The fractional share interests of each CMB shareholder will be
aggregated, and no CMB shareholder will receive cash in lieu of
fractional share interests in an amount equal to or greater than
the value of one full share of MBI Common Stock.

           (12) None of the compensation to be paid or accrued
after the Merger to or for the benefit of any shareholder-
employee of CMB will be separate consideration for, or allocable
to, any of their shares of CMB Common Stock; none of the shares
of MBI Common Stock received in the Merger by any CMB
shareholder-employee will be separate consideration for, or
allocable to, any employment agreement; and all compensation to
be paid or accrued after the Merger to or for the


<PAGE> 9
benefit of any CMB shareholder-employee will be for services
actually rendered in the ordinary course of his or her
employment and will be commensurate with amounts paid to third
parties bargaining at arm's length for similar services.

           (13) With regard to the Rights Agreement by and between
MBI and Mercantile Bank of St. Louis National Association (as
successor in interest to Mercantile Bank National Association) as
rights agent, dated May 23, 1988 (the "Rights Agreement"), no
"Distribution Date" (as the quoted term is defined in the Rights
Agreement) has occurred, and the Merger will not cause the
occurrence of a Distribution Date.

           (14) Neither MBI nor any other member of the MBI
Affiliated Group has owned, directly or indirectly, any stock of
CMB within the last five years.

           (15)  All payments made to dissenters and all cash
payments made in lieu of fractional shares of MBI Common Stock
will be funded with assets of MBI.  No such payments will be
funded with CMB assets.
           The undersigned HEREBY AGREES to immediately
communicate in writing to Thompson & Mitchell at One Mercantile
Center, St.

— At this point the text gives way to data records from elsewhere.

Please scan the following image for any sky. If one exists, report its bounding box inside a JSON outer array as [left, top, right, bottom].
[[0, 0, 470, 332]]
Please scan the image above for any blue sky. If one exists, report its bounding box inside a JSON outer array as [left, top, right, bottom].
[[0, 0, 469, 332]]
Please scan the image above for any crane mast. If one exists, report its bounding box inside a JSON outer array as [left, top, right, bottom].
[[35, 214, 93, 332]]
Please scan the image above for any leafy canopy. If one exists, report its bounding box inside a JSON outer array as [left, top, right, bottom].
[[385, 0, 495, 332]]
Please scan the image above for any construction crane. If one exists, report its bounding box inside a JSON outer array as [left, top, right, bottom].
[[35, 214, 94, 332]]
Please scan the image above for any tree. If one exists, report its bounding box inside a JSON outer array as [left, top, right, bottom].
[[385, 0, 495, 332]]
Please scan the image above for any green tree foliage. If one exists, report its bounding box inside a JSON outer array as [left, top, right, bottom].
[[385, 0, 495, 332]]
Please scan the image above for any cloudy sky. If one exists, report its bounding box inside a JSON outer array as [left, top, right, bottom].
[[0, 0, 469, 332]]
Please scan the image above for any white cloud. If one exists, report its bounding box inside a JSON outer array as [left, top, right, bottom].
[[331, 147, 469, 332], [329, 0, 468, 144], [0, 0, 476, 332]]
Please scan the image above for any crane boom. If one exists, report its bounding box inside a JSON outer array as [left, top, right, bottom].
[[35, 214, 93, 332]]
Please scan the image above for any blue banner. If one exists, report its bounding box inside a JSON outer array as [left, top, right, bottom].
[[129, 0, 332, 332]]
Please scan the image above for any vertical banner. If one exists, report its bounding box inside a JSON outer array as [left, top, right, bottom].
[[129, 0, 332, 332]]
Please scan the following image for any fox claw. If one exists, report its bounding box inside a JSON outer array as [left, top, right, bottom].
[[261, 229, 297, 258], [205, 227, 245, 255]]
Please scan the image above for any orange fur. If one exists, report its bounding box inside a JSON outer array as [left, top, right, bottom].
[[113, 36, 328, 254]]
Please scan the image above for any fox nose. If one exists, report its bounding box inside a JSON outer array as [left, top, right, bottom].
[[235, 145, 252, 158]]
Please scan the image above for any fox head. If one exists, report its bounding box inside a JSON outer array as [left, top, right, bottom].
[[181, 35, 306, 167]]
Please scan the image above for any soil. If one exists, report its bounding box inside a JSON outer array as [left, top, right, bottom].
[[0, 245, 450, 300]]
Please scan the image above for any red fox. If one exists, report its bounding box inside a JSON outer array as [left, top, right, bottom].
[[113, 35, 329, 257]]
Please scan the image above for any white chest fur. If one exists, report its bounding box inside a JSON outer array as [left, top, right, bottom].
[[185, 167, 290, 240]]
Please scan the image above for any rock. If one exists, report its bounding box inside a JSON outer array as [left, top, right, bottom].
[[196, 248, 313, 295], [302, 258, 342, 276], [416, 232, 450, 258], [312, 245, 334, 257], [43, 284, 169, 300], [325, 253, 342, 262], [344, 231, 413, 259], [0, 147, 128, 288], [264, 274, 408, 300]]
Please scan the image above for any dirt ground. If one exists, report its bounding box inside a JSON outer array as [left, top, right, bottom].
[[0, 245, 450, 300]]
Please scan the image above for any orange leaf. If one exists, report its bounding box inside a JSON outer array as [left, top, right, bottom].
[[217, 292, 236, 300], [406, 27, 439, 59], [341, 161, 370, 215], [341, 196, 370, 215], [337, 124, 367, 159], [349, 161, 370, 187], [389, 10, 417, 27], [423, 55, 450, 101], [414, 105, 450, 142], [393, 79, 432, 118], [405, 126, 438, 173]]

Louis, Missouri 63101, to the attention of Charles H.
Binger, any information that could indicate (i) any of the
foregoing representations was inaccurate when made, or (ii) any
of the foregoing representations would be inaccurate if it were
made immediately before the Merger.

           IN WITNESS WHEREOF, I have hereunto signed my name and
affixed the seal of MBI this _____ day of ____________, 1994.

                                      MERCANTILE BANCORPORATION INC.



                                      By ________________________________





<PAGE> 10
                                                              Exhibit B

                          OFFICER CERTIFICATE
                          -------------------

           The undersigned,       *      , [Officer's Title] of
                            -------------
Central Mortgage Bancshares, Inc., a Missouri corporation
("CMB"), HEREBY CERTIFIES that (a) I am familiar with the terms
and conditions of the Amended and Restated Agreement and Plan of
Merger by and among Mercantile Bancorporation Inc., a Missouri
corporation ("MBI"), Ameribanc, Inc., a Missouri corporation
("ABNK"), and CMB dated
as of November 1, 1994, and (b) I am aware that (i) this
Certificate will be relied on by Thompson & Mitchell, counsel for
MBI, in rendering its opinion to CMB that the merger of CMB with
and into ABNK (the "Merger") will constitute a reorganization
within the meaning of section 368(a)(1)(A) of the Internal
Revenue Code of 1986, as amended (the "Code"), and (ii) the
representations and undertaking recited herein will survive the
Merger.

           The undersigned HEREBY FURTHER CERTIFIES, ON BEHALF OF
CMB, that:

           (1)  The fair market value of the MBI common stock, par
value $5.00 per share ("MBI Common Stock"), to be received by
each CMB shareholder in the Merger (including cash to be received
in lieu of fractional shares of MBI Common Stock, if any) will be
approximately equal to the fair market value of the CMB common
stock, par value $1.00 per share ("CMB Common Stock"),
surrendered in the Merger by each such shareholder.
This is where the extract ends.